The paper "Evaluating Firm-Specific Location Incentives: An Application to the Kansas PEAK Program," released today by the Ewing Marion Kauffman Foundation introduces a proposed evaluation method and applies it to Promoting Employment Across Kansas (PEAK), one of that state's primary incentive programs.
In the paper, researcher Nathan Jensen, associate professor of political science at Washington University in St. Louis, identifies a need for more comprehensive data to determine the effectiveness of incentive programs in creating jobs.
Currently, states and cities provide limited data about companies receiving incentives, and many don't keep information about firms that apply for incentives but don't receive them.

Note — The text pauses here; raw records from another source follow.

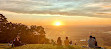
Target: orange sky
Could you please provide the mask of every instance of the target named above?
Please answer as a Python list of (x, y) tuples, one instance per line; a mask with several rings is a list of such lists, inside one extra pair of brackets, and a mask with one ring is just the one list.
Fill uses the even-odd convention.
[(0, 0), (0, 13), (26, 25), (111, 25), (111, 0)]
[(49, 14), (21, 14), (8, 11), (0, 11), (14, 23), (26, 25), (53, 25), (60, 21), (63, 25), (111, 25), (111, 18), (88, 17), (88, 16), (65, 16)]

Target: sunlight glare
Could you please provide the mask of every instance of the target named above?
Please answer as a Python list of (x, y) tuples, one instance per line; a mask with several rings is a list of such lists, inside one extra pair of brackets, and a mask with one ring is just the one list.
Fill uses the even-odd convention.
[(60, 26), (60, 25), (61, 25), (61, 22), (55, 22), (55, 25), (56, 25), (56, 26)]

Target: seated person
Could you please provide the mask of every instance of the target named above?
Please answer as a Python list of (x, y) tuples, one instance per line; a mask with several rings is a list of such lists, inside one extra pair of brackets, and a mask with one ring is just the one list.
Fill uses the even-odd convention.
[(13, 45), (14, 46), (22, 46), (24, 44), (21, 43), (20, 39), (19, 38), (16, 38), (14, 41), (13, 41)]
[(88, 46), (89, 48), (95, 48), (95, 39), (92, 36), (88, 40)]
[(64, 40), (64, 44), (65, 44), (66, 46), (68, 46), (68, 45), (70, 44), (68, 37), (66, 37), (66, 40)]
[(98, 46), (96, 38), (95, 37), (92, 37), (92, 38), (95, 39), (95, 48), (101, 48), (101, 47)]

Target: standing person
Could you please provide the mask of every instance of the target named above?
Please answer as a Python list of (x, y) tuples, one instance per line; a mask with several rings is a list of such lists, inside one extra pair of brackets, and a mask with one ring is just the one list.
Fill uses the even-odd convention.
[(69, 45), (69, 39), (68, 39), (68, 37), (66, 37), (66, 40), (64, 40), (64, 44), (65, 44), (66, 46)]
[(89, 37), (88, 46), (89, 48), (95, 48), (95, 39), (92, 36)]
[(62, 40), (61, 40), (61, 37), (58, 37), (58, 39), (57, 39), (57, 45), (62, 45)]

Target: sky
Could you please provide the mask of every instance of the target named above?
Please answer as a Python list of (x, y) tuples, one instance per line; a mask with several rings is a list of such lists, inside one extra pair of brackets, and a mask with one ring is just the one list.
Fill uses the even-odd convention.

"The data most often used to evaluate incentive programs tells only one part of one side of the story," Jensen said. "To understand how much job creation can be directly attributed to incentives, and how much would have happened anyway, we need to pursue more granular data that provides better context."
The proposed evaluation model, as applied to the PEAK program, uses National Establishment Time Series (NETS) data to capture employment and sales data for PEAK and non-PEAK firms in Kansas.
To accurately assess results, the identified PEAK firms are compared to a control group of five "nearest neighbors," firms similar in structure and sector to the PEAK firms.
Jensen cautioned that better access to more detailed data is necessary to make conclusive evaluations, but said the model highlights the need to reform the collection, management and sharing of data about incentive programs and recipients.
"Greater transparency and public sharing of data will allow much more sophisticated analysis of these programs' value," said Dane Stangler, Kauffman Foundation vice president of Research and Policy. "Understanding what types of incentives work, and how well they work, will help our cities and states make smart investments in programs that create jobs and drive economic growth."
Jensen will discuss this topic as a keynote speaker at today's "Incentives to Innovate: State Policies to Jumpstart Innovation" conference at the Ewing Marion Kauffman Foundation.